Do you have the data you need to sell and market effectively to prospects and customers?
In today’s ultra-competitive manufacturing world, it has never been more important to find every opportunity to improve organizational efficiency and product innovation.
For sales and marketing teams in the manufacturing industry, that means using technologies and systems that support complex operational processes and connect information systems used by a vast network of internal departments and external suppliers and distributors. Everyone involved in the manufacturing operation has information about the customer that needs to be communicated to other departments.
Sales and marketing integration for manufacturing is what enables data to pass between every department. It has two main objectives:
1. Achieve a 360-degree view of the customer
2. Break-down silos to achieve greater collaboration and operational effectiveness
Integration provides a 360-degree view of your customer
Organizations need a 360-degree view of their customers.

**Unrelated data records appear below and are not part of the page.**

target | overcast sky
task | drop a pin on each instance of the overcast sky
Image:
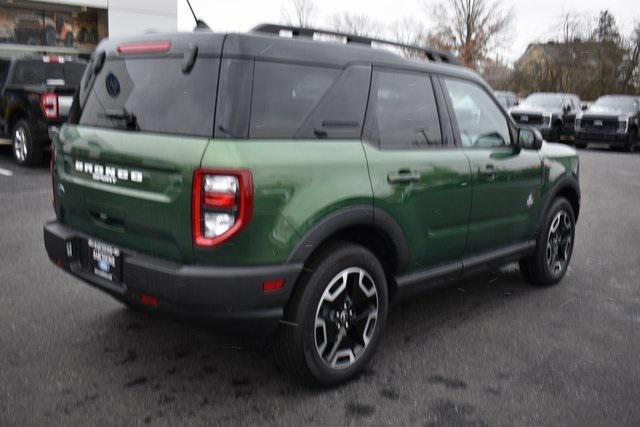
(533, 20)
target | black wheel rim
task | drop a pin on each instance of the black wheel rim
(559, 243)
(346, 318)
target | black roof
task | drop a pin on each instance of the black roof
(256, 45)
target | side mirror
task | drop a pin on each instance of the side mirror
(529, 139)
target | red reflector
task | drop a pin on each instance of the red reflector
(148, 300)
(272, 286)
(219, 200)
(140, 48)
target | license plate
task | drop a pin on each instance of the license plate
(104, 260)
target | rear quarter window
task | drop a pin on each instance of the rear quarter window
(161, 97)
(403, 113)
(284, 95)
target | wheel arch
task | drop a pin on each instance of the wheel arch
(370, 227)
(15, 115)
(568, 188)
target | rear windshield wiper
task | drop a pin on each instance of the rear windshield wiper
(129, 118)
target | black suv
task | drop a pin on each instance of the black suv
(35, 97)
(612, 120)
(553, 113)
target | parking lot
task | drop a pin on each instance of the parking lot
(489, 351)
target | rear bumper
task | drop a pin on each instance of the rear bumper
(231, 297)
(616, 140)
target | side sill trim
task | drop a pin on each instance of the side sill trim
(455, 270)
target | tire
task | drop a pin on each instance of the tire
(316, 316)
(632, 141)
(26, 151)
(552, 255)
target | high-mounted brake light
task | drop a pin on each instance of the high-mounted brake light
(53, 59)
(222, 205)
(49, 105)
(144, 48)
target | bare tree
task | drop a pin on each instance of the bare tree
(300, 13)
(631, 74)
(472, 27)
(413, 33)
(359, 25)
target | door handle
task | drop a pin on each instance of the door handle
(489, 173)
(403, 176)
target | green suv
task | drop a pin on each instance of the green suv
(296, 187)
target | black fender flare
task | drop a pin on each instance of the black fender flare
(342, 219)
(563, 183)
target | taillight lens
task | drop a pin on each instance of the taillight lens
(222, 205)
(49, 105)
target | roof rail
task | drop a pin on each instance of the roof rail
(431, 54)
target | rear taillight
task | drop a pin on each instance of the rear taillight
(49, 105)
(222, 205)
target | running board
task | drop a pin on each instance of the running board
(436, 277)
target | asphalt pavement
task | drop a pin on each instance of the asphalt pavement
(488, 351)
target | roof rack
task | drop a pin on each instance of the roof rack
(431, 54)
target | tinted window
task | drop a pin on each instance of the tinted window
(403, 112)
(152, 95)
(38, 73)
(480, 121)
(234, 98)
(283, 96)
(4, 69)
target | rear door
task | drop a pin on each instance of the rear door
(141, 124)
(417, 174)
(506, 181)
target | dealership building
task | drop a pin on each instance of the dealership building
(74, 27)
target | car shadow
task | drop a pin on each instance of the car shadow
(175, 361)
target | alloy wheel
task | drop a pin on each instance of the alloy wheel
(346, 318)
(20, 144)
(559, 243)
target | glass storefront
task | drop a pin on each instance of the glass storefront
(50, 27)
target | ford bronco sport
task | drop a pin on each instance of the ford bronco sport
(296, 186)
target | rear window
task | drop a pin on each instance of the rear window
(283, 96)
(37, 72)
(152, 95)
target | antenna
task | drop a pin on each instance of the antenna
(200, 24)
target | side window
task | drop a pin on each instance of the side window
(234, 98)
(283, 96)
(4, 70)
(480, 121)
(403, 111)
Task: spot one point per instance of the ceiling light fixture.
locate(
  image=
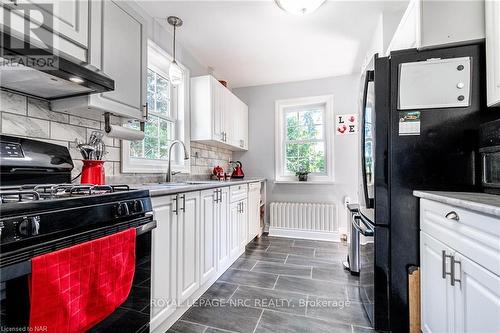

To achieve that, they are increasingly relying on integration of sales and marketing data with other customer data. In a 360-degree view of the customer, data is gathered and reported on from all systems that touch the customer, including lead generation, opportunity management, quotations, billing and cash receipts; customer relationship management, customer service, project and product or service delivery systems, and costing.
The challenge is that different departments use different technologies, which can prevent data from passing through to the right people. Manufacturing creates added complexity because it’s simply a complex environment. Applications may be built to support one or more of the following: engineering drawings, assemblies and sub-assemblies, bills of materials, supply chains, the manufacturing operation, costing and quotations systems.
Fully Integrated Customer Systems Support the New Buyer’s Journey
And, manufacturing IT systems that need integrated with sales and marketing may include customer service, quotations, costing, project management, capacity management and accounting. These systems may be built in a variety of technologies but the most common are: SAP, Oracle, Microsoft GP or custom application built in .NET or Java.
For many manufacturers, each business area using a different technology has historically operated as a separate silo. Breaking down these silos through integration, however, leads to greater collaboration and operational effectiveness. Marketing teams, for example, can take customer data from project teams and feedback from customer service to develop new and better products. And, accounting can improve billing accuracy by obtaining the right amount quoted to the customer from engineers and sales teams.
Yet, integration for manufacturing isn’t always easy. In addition to developing and implementing the integration technology itself, there’s also process change and people training. These challenges can be even greater in a manufacturing environment. But companies that overcome these challenges quickly can gain the competitive edge needed to increase revenue and gain market share.